ZONASULTRA.ID, RAHA – Kabupaten Muna, Provinsi Sulawesi Tenggara (Sultra) memiliki wisata alam berupa gua-gua purba. Salah satunya Gua Liangkabori.
Destinasi wisata Gua Liangkabori ini terletak di Desa Liangkabori, Kecamatan Lohia, Kabupaten Muna.
Di dalam Gua Liangkabori terdapat banyak lukisan purba yang menegaskan gua ini sebagai peninggalan peradaban prasejarah.
Samada, Juru Pelihara Gua Liangkabori mengatakan, liangkabori memiliki arti lukisan, coretan, atau goresan. Di dalam gua ini terdapat lukisan manusia, perahu, matahari, kuda, rusa, babi hutan, anjing, kalajengking, ular, lipan, dan layang-layang.
Menurut Samada, kawasan Liangkabori memiliki luas kurang lebih satu hektare. Di dalamnya terdapat terowongan masuk sepanjang 80 meter serta tempat pengambilan air.
Selain Gua Liangkabori, terdapat gua lainnya, yaitu Gua Matanduno dan Gua Sugipatani. Di Gua Matanduno terdapat lebih banyak lukisan binatang bertanduk. Itulah alasan gua tersebut diberi nama Matanduno. Gua ini tidak memiliki terowongan.
Selanjutnya Gua Sugipatani. Tak seperti dua gua lainnya yang dipenuhi lukisan binatang, di gua ini hanya terdapat lukisan manusia dan layang-layang. Jumlahnya pun tak sebanyak lukisan di Gua Liangkabori dan Gua Matanduno.
Jarak Gua Matanduno dan Gua Liangkabori berdekatan, sedangkan Gua Sugipatani cukup jauh, sekitar 3 kilometer dari kedua gua tersebut.
Untuk mencapai kawasan gua, dari jalan poros Mabolu–Kontunaga kurang lebih 6 kilometer. Sedangkan dari Kota Raha, ibu kota Kabupaten Muna, sekitar 17 kilometer. Kondisi jalan sekitar 80 persen mulus teraspal. Sisanya masih dalam kondisi kurang baik dan tidak teraspal.
Pengembangan Wisata Gua Liangkabori
Menurut Samada, Gua Liangkabori mulai dikembangkan menjadi objek wisata pada 1976 di bawah naungan Balai Pelestarian Cagar Budaya (BPCB) Sulawesi Selatan Kemendikbudristek. Ia sendiri ditunjuk menjadi juru pelihara pada 1994. Tugasnya mendampingi pengunjung, membersihkan kawasan gua, dan menjaga gua.

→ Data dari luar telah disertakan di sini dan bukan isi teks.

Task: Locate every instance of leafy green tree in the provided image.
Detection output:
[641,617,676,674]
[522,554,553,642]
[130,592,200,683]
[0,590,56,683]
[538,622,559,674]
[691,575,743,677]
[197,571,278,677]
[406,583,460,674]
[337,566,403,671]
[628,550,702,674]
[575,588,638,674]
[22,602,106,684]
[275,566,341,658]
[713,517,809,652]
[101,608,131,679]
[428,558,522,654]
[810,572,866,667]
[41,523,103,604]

“Pengunjung lumayan ramai, baik dari lokal, nasional hingga mancanegara. Hanya saja karena Covid-19, selama hampir dua tahun objek wisata ini minim pengunjung,” terang Samada ditemui baru-baru ini.
Ia juga menjelaskan tidak ada retribusi yang dikenakan kepada pengunjung wisata alam ini sebagai sumber pendapatan asli daerah (PAD). Pada era Ridwan Bae sebagai Bupati Muna, kata dia, pernah ada retribusi. Namun kini sudah tidak ada.
Sebelumnya juga sudah ada usulan ke pemda untuk menarik retribusi, hanya saja belum ada implementasinya. Artinya belum ada PAD yang masuk dari kawasan wisata gua tersebut.
Terkait pengembangan wisata Liangkabori ke depan, kata Samada, harus ada dukungan pemerintah kabupaten dan desa.
“Kemudian harus didesain seperti apa pengembangannya, misalnya mengadakan pembuatan layang-layang, kemudian layang-layang itu bisa disimpan di museum adat yang ada di Liangkabori, termasuk hasil tenunan kain Muna,” ujarnya.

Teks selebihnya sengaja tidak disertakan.